In the summer of '08 Wolfmother disbanded. However, Stockdale kept the name and decided to re-launch the group - now a quartet. The new members were formally introduced in January, '09 - Aidan Nemeth (guitar) Ian Peres (bass/keyboards) and Dave Atkis (drums). This line-up went to L.A. to record "Cosmic Egg" with producer Alan Moulder. The album arrived the following October. "It's a bombardment of sound," said Stockdale. "With primitive energy."
So what does the title mean? "I did a yoga class and one of the poses we were doing was called 'cosmic egg', and I thought yeah, that's it," added Stockwell. "It's like the fetal pose."
Just when it looked as though everything was settled there was another glitch. The announcement came in April, '10, that Atkins had left. "Dave has had a great experience touring and recording with the band, though in time, it's proven to be too exhausting and taxing on his home life," said the group's statement. Atkins who had a two-year run was replaced by Will Rockwell-Scott.
In March of '13 Stockdale announced that he had dropped the Wolfmother moniker for his next album "Keep Moving."
"I started off solo, and when I got my two friends to be the band we came up with the name Wolfmother," explained Stockdale. "When it disbanded there was a lot of pressure on me to continue as Wolfmother - people thought it was a good name and a good brand.
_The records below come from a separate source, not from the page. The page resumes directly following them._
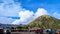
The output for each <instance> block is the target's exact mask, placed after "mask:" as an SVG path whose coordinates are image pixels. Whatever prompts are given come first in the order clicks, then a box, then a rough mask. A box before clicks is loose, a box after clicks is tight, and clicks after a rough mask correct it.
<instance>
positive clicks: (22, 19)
mask: <svg viewBox="0 0 60 34" xmlns="http://www.w3.org/2000/svg"><path fill="white" fill-rule="evenodd" d="M45 14H48V12H47V10H45V9H44V8H38V9H37V11H36V13H34V12H33V11H30V10H23V11H20V12H19V16H20V19H19V20H16V21H14V22H12V24H21V23H23V24H27V23H29V22H31V21H33V20H34V19H36V18H38V17H39V16H41V15H45Z"/></svg>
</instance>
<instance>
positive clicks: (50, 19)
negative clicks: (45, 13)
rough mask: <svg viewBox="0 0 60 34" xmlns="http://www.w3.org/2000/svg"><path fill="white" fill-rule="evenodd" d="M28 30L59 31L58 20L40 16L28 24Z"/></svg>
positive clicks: (49, 16)
mask: <svg viewBox="0 0 60 34" xmlns="http://www.w3.org/2000/svg"><path fill="white" fill-rule="evenodd" d="M28 27H30V28H35V27H36V28H45V29H48V28H52V29H60V20H59V19H57V18H54V17H52V16H49V15H42V16H40V17H38V18H37V19H36V20H34V21H33V22H31V23H29V24H28Z"/></svg>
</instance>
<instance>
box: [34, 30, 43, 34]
mask: <svg viewBox="0 0 60 34" xmlns="http://www.w3.org/2000/svg"><path fill="white" fill-rule="evenodd" d="M42 32H43V31H42V30H41V29H37V30H35V33H36V34H43V33H42Z"/></svg>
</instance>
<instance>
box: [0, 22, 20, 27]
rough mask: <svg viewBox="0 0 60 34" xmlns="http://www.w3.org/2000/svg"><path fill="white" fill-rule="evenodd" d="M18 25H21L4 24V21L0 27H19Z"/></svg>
mask: <svg viewBox="0 0 60 34" xmlns="http://www.w3.org/2000/svg"><path fill="white" fill-rule="evenodd" d="M17 26H20V25H13V24H2V23H0V28H6V27H17Z"/></svg>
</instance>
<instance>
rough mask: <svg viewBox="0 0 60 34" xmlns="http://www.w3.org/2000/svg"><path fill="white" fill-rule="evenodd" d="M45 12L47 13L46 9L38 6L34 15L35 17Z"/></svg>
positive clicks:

Now, I would rather call it for what it is. It's a solo project."
Wolfmother (Stockdale and company) then issued their third album, "New Crown," in '14. The set featured bassist/keyboardist Ian Peres and drummer Vin Steele.
Still, Wolfmother was essentially Stockdale and hired talent. "Victorious" arrived in '16 with Josh Freese (Nine Inch Nails/A Perfect Circle) and Joey Waronker splitting the drum duties. "The album is a balance of garage-y energy and big production," said Stockdale.
2009 Cosmic Egg
2014 New Crown
Listening to Wolfmother conjures up an image of Deep Purple's Ian Gillan fronting Black Sabbath. Wait. That did happen in the early '80s but it didn't turn out so well. Wolfmother is better than that. They hit their stride when they spit out machine gun, pulsating, riffs but can get ponderous when they veer from that straight-up approach.